*Actual release dates may vary.
As 2014 comes to a close–and to be honest, it’s been a pretty fucked up year–I’ve been mulling over what I read and watched that delighted or changed me this year. I’ve tried to be thorough, but there are two caveats:
- I didn’t take great notes as the year went by, so I might miss some things that I loved as the year progressed.
- I am sometimes (often, even) a little behind the zeitgeist, so some of these things may have actually been released earlier than this year.
I am going to go ahead and call the year’s media consumption at an end a couple of days early, too. It’s busy at work, and I’m not likely to finish anything else before the year ends.
Without any further ado, here’s my (in-no-particular-order) list of my Favorite Things Consumed (Media Edition) for 2014:
- Red Rising–it’s a little Hunger Games and a little Ender’s Game, but a lot more graphic and brutal than either, which is no small accomplishment. It’s YA with the emphasis on A, but it’s tense and tightly plotted and I couldn’t put it down. Its sequel is coming in 2015, and I can’t wait to read it.
- Rainbow Rowell’s writing, but particularly Eleanor and Park and Attachments–These two really are outstanding novels that deftly achieve what they set out to do.

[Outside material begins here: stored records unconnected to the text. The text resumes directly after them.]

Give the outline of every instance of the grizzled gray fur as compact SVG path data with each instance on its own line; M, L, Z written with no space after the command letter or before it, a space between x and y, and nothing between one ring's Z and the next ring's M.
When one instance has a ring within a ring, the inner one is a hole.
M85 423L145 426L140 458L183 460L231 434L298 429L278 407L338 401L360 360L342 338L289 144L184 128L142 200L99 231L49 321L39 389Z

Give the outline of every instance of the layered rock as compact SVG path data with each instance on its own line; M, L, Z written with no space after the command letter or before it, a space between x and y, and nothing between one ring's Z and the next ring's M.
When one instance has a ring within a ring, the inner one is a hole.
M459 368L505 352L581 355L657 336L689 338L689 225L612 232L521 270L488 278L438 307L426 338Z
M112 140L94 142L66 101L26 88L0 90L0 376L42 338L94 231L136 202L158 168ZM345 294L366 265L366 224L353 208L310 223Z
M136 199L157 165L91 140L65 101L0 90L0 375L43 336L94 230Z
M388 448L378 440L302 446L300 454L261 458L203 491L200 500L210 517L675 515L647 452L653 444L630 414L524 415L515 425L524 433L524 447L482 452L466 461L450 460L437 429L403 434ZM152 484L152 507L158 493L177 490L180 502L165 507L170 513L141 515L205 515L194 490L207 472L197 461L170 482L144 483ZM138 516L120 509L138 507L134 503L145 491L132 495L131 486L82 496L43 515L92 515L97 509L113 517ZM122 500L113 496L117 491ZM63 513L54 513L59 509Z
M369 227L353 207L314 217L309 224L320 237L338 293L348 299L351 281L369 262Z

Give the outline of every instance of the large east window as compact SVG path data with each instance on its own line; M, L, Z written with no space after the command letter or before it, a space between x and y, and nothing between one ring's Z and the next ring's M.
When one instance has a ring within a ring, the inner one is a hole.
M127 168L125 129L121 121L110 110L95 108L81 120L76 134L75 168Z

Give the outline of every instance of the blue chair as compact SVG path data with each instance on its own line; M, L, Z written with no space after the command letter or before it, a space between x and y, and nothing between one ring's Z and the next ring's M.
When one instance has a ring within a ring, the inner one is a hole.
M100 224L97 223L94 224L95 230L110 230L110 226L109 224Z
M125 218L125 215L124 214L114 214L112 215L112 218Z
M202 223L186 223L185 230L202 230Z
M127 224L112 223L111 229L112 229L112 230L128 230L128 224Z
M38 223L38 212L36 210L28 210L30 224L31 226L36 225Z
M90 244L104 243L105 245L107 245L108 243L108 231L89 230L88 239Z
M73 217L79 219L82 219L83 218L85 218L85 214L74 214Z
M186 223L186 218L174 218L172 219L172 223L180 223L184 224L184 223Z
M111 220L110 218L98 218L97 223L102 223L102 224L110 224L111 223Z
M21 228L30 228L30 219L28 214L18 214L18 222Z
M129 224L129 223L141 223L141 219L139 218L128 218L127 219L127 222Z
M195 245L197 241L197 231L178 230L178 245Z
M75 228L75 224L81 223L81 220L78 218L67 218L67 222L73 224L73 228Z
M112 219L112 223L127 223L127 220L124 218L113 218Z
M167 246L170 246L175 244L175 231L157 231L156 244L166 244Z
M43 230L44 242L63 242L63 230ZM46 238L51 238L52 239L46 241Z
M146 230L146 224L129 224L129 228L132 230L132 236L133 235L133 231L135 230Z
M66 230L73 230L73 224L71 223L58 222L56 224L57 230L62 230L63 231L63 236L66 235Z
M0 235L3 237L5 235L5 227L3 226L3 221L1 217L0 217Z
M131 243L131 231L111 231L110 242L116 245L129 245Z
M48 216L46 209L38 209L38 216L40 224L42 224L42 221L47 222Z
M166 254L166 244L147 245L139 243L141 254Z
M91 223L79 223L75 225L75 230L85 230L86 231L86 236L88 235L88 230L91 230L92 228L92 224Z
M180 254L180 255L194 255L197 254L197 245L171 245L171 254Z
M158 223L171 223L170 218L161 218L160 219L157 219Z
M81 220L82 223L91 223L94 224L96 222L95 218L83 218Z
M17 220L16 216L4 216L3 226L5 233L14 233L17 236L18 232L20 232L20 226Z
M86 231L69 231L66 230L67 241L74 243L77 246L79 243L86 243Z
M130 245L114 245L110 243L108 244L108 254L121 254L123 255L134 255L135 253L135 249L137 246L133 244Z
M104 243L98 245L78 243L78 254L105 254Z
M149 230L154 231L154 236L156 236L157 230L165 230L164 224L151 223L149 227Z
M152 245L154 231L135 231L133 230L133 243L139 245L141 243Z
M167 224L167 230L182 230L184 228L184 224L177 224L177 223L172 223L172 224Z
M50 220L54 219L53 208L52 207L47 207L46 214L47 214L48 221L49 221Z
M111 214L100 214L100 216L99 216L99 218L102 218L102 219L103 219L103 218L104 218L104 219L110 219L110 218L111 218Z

They aren’t high art or literature by any stretch of the imagination, but each is a beautiful jewel of contemporary fiction for its target age group. Reading Rainbow Rowell is a lot like hanging out with a girlfriend, or revisiting a crush from high school that you have no bad feelings toward in adulthood. I’ve been reluctant to recommend them for their “lack of depth,” but in retrospect I’m applying the Ebert Rule and judging them on how well they achieve what they set out to do. That makes them awesomely good.
- Everything written by Roxane Gay but especially An Untamed State and Bad Feminist–her Twitter feed is also often funny and thought-provoking all at once. Gay has a sweet, funny voice in her essays and her Twitter feed, and An Untamed State proves she can do raw and dark as well. She’s uncommonly talented, and I want to be here when I grow up.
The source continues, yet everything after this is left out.